Download Southern Lady, Yankee Spy: The True Story of Elizabeth Van Lew, a Union Agent in the Heart of the Confederacy fb2, epub

ISBN: 0195179897
Author: Elizabeth R. Varon
Language: English
Publisher: Oxford University Press; 1 edition (March 24, 2005)
Pages: 336
Category: Americas
Subcategory: History
Rating: 4.9
Votes: 106
Size Fb2: 1620 kb
Size ePub: 1278 kb
Size Djvu: 1862 kb
Other formats: lrf lit azw docx


Elizabeth R. Varon (born December 16, 1963) is an American historian, and Langbourne M. Williams Professor of American History at. .

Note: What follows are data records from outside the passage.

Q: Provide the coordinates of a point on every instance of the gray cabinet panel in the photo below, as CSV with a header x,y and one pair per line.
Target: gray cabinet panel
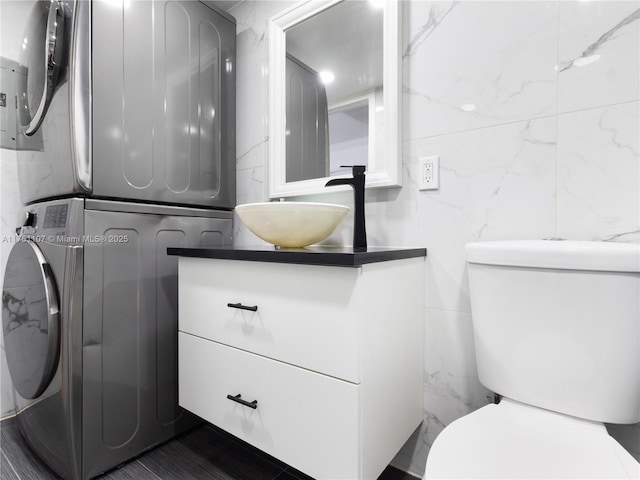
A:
x,y
164,103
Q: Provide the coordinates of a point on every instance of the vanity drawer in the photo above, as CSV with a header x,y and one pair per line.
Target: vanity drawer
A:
x,y
306,316
306,419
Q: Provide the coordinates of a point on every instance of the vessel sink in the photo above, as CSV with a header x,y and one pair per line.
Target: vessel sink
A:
x,y
292,224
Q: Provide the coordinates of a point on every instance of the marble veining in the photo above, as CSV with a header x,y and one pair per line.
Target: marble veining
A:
x,y
551,149
596,46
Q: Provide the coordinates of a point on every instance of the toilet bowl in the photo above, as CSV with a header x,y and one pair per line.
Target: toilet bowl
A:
x,y
557,334
512,440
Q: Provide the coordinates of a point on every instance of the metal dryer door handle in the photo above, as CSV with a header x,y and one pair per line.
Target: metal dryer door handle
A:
x,y
53,53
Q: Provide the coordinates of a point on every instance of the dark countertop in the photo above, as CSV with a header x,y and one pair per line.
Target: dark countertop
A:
x,y
331,256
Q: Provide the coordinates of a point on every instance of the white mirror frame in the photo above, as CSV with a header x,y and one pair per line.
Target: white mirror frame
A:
x,y
383,170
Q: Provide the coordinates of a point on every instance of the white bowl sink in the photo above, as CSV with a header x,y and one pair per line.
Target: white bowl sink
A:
x,y
292,224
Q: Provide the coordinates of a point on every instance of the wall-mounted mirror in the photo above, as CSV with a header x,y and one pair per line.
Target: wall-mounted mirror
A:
x,y
334,94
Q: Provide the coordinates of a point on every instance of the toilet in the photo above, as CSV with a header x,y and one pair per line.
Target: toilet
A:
x,y
557,334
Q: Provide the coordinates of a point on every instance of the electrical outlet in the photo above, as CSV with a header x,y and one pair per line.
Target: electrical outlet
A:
x,y
428,173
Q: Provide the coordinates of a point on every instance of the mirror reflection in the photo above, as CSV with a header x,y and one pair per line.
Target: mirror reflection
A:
x,y
334,90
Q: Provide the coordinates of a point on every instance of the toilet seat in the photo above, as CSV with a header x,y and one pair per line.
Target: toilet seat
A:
x,y
514,440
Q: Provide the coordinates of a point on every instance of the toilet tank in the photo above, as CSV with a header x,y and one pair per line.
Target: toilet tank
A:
x,y
557,325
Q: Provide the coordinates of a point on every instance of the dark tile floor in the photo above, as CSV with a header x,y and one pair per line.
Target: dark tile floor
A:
x,y
206,453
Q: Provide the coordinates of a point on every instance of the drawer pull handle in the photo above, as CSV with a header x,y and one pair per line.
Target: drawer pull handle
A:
x,y
237,398
253,308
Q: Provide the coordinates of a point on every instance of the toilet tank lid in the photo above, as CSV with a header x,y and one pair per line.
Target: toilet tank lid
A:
x,y
557,254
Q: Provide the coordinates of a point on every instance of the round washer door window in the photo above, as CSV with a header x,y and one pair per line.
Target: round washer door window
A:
x,y
30,319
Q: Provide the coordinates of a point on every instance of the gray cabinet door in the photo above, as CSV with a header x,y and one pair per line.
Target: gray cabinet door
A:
x,y
163,103
130,330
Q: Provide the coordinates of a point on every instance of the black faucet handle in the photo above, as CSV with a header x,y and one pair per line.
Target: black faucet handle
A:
x,y
356,169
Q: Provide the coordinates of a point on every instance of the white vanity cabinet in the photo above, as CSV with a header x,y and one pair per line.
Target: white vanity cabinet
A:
x,y
320,366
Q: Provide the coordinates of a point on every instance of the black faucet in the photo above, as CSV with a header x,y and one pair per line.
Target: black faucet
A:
x,y
359,228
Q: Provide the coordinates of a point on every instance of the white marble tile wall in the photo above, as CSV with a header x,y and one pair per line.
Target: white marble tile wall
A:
x,y
552,148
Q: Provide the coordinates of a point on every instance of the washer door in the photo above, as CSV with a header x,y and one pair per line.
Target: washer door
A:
x,y
30,319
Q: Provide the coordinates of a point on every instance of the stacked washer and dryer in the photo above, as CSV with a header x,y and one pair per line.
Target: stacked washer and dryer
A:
x,y
127,118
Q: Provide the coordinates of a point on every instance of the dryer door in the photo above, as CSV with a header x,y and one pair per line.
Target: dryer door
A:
x,y
30,319
44,57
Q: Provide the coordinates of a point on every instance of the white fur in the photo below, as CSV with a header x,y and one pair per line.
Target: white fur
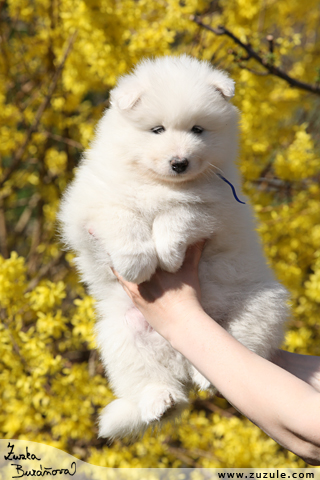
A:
x,y
141,214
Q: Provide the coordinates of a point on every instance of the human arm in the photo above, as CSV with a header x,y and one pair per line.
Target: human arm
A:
x,y
283,405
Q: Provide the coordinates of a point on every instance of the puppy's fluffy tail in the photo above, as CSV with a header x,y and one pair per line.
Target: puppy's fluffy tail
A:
x,y
121,418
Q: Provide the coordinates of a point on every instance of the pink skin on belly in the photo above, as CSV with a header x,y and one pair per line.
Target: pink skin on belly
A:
x,y
134,317
136,320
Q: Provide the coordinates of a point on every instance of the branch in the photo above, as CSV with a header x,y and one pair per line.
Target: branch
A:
x,y
278,72
21,150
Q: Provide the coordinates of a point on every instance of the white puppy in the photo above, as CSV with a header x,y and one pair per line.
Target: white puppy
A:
x,y
146,189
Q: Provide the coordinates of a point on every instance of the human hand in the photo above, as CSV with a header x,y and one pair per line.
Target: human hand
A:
x,y
168,299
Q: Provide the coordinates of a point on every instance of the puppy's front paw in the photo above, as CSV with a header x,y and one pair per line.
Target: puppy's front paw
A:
x,y
136,267
170,256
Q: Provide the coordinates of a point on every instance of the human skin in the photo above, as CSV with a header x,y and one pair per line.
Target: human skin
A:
x,y
282,397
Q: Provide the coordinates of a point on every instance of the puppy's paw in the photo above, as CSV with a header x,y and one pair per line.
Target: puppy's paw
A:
x,y
136,267
158,400
119,419
170,257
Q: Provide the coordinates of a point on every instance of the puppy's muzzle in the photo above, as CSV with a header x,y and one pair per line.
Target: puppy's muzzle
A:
x,y
179,165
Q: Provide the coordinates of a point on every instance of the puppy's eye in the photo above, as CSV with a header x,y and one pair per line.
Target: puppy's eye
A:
x,y
197,130
158,129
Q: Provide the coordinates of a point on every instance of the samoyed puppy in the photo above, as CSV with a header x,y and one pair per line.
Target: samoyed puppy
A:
x,y
153,182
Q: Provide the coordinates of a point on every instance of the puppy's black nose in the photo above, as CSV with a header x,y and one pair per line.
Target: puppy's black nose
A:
x,y
179,165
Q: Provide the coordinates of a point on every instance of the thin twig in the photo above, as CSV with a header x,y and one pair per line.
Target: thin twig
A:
x,y
278,72
68,141
43,272
21,150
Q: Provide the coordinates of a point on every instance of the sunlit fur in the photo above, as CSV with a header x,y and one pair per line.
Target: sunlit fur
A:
x,y
128,208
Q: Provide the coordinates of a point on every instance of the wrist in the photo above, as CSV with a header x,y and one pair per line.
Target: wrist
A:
x,y
186,321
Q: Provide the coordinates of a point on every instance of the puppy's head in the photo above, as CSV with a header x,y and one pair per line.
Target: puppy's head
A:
x,y
175,118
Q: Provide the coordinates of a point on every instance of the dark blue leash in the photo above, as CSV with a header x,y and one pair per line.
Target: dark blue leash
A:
x,y
232,187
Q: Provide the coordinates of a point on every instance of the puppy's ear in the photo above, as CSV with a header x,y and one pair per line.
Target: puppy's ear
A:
x,y
221,82
125,98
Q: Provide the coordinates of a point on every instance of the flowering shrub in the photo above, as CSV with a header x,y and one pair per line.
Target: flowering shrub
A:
x,y
58,62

Elizabeth R. Williams Professor of American History at the University of Virginia. Southern Lady, Yankee Spy: The True Story of Elizabeth Van Lew, a Union Agent in the Heart of the Confederacy, Oxford University Press, USA, 2003, ISBN 9780195142280. Disunion!: The Coming of the American Civil War, 1789-1859. Univ of North Carolina Press.

Varon Elizabeth R. (EN).

Southern Lady, Yankee Spy book. Varon A well-documented, scholarly biography of Elizabeth Van Lew, the veritable spymaster at the center of the Unionist resistance movement in Richmond, VA during the Civil War. But with stories about secret codes and invisible ink, the nighttime exhumation of the body of a fallen Union officer, a daring underground prison escape and all manner of subterfuge and daring, much of the book reads like an espionage novel. How did Van Lew get away with so much right before the eyes of the opposition?

Southern Lady, Yankee Spy. The True Story of Elizabeth Van Lew, a Union Agent .

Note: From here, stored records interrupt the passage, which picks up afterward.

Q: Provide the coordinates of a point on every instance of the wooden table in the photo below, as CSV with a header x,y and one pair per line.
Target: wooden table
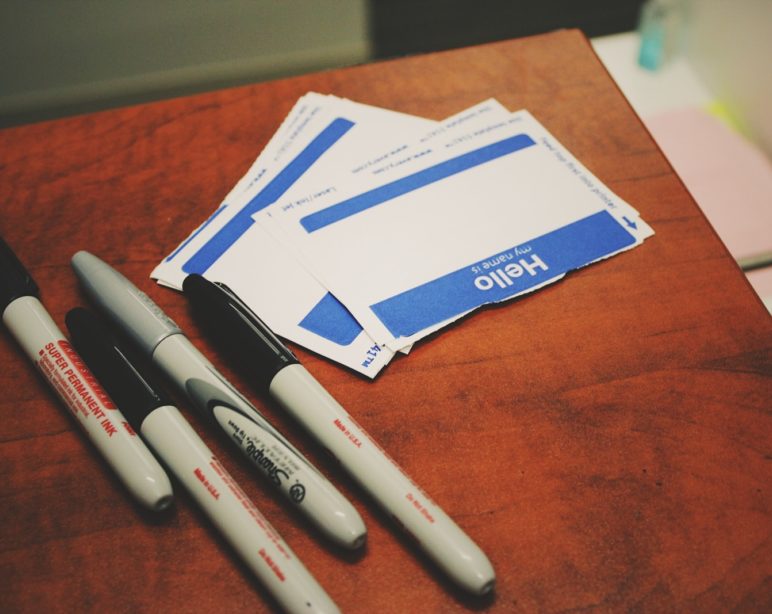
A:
x,y
606,440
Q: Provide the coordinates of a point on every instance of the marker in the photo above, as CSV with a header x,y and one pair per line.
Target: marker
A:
x,y
48,349
162,340
194,464
287,381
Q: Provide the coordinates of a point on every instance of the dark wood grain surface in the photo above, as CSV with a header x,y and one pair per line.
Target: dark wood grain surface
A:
x,y
606,440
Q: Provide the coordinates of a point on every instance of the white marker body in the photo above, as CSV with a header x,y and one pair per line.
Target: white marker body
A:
x,y
441,538
274,456
233,513
45,345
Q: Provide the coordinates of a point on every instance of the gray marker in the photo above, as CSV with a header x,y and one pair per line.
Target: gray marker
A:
x,y
48,349
163,341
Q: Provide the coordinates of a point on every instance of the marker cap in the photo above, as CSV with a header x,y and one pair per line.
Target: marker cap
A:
x,y
238,328
135,394
143,320
15,281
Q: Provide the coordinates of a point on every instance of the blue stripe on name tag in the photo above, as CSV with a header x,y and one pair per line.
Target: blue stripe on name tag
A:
x,y
503,274
184,244
384,193
331,320
213,249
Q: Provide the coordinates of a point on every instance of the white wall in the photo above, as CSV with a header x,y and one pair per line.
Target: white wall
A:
x,y
82,54
730,46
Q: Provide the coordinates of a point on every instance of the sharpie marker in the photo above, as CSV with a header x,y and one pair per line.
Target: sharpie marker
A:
x,y
207,481
48,349
162,340
295,389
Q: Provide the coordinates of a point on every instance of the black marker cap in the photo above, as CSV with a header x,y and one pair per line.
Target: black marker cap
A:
x,y
15,281
135,394
237,329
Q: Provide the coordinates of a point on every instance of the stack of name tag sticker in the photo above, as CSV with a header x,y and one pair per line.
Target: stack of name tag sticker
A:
x,y
358,230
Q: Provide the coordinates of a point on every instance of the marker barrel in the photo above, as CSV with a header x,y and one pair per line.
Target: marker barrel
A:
x,y
437,534
45,345
281,463
233,513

Southern Lady, Yankee Spy. The True Story of Elizabeth Van Lew, a Union Agent in the Heart of the Confederacy. Southern Lady, Yankee Spy.

Author: Elizabeth R. Varon. Publication: March 24, 2005. Elizabeth Van Lew: Civil War Spy (Signature Lives: Civil War Era): A biography profiling the life of Elizabeth Van Lew, a spy who worked for the Union during the Civil War. Includes source notes and timeline. Discover ideas about Southern Ladies. Southern Lady, Yankee Spy: The True Story of Elizabeth Van Lew, a Union Agent in the Heart of the Confederacy. Southern Ladies Reading Material In The Heart Richmond Virginia Memoirs Love Book Biography Spy American History. Katherine Lowry Logan - Romance Author.

Van Lew organized a spy ring in the heart of the Confederacy and Bowser, with her photographic memory and . Word of Van Lew’s efforts to help the Union reached military leaders in the North, namely General Benjamin Butler, who sent a representative to recruit her as a Union spy.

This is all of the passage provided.